Flames and a forced landing
Twenty-six-year-old 2nd Lt. Murphey was ferrying the P-47 Thunderbolt fighter plane on Jan. 5, 1944, from Wilmington's Bluethenthal Field to Fort Myers, Fla., when trouble started and a legend was born.
Murphey took off about 5 p.m. that Wednesday evening. He was in the air for only 10 minutes, but he was already 25 miles southwest of Wilmington and over the Green Swamp, a 140-square mile longleaf pine savanna with a patchwork of swampland. Although Murphey's ultimate destination was Fort Myers, he planned to spend the night in Charleston, S.C.

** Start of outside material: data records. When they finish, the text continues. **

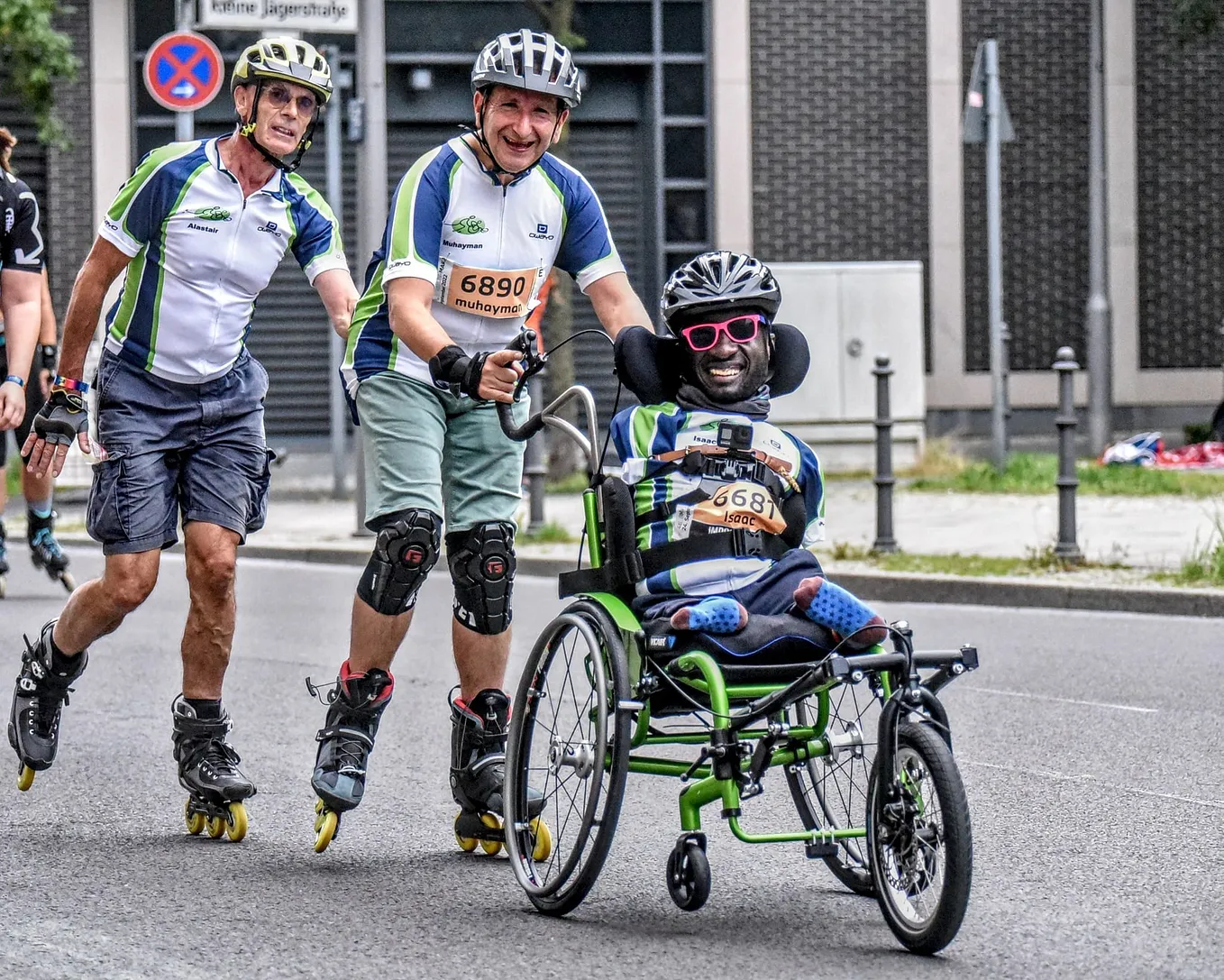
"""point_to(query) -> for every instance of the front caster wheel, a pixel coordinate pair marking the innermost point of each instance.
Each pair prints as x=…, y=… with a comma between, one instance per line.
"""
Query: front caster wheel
x=688, y=876
x=24, y=778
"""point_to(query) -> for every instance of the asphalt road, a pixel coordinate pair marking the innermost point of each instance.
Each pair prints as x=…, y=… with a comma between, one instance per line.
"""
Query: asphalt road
x=1088, y=743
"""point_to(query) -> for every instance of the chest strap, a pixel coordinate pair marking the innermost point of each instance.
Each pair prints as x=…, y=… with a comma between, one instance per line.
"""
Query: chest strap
x=625, y=572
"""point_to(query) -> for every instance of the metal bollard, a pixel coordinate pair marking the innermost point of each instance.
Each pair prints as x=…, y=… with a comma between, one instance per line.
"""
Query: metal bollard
x=1066, y=548
x=535, y=460
x=884, y=479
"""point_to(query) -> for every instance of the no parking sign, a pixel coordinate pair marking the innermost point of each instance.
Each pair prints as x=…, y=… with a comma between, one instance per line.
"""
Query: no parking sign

From the very beginning, his flight was troubled.
"The right landing gear would not stay in up position so I dropped the wheels several times to try to remedy this trouble," he wrote in an official accident report. A fellow pilot reported that a broken hinge on the gate of the right landing gear cover was the culprit.
While Murphey was trying to correct the landing gear problem, the P-47 climbed to only 2,000 feet.
Second Lt. Virgil D. Newby was Murphey's wing man on the hop to Charleston and an eyewitness to the trouble brewing in the skies.
"When we were approximately 25 miles from the Bluethenthal Field, the underneath of the plane was covered with flames," Newby wrote. "The fire went out and black smoke started coming from underneath the engine cowling."
Newby said Murphey made a 180-degree turn and was headed back to Wilmington.
That's when the situation became more dire. The P-47's automatic propeller control – used to control the pitch of the propeller – went out. Murphey controlled the propeller manually before the Thunderbolt gradually lost power, dropping to 500 feet and forcing him to attempt a landing.
"I landed in a marsh which was straight ahead," he wrote. "The ship skidded to a stop, turning about 30 degrees, and stopped in a normal position."
It was about 5:30 p.m., with winter's darkness closing in. Murphey hunkered down in the P-47's cockpit for the night, alone and with the vastness of the swamp stretching in every direction. While temperatures had climbed into the mid-50s during the day, they dropped into the mid-30s overnight.
A rescue party reached the Thunderbolt and Murphey about mid-afternoon the next day, Jan. 6. Murphey later told relatives it took them most of the day to walk out of the swamp. And with that walk, Murphey's name was lost to history – until Ferris came along on his quest for information about P-47B 41-5920.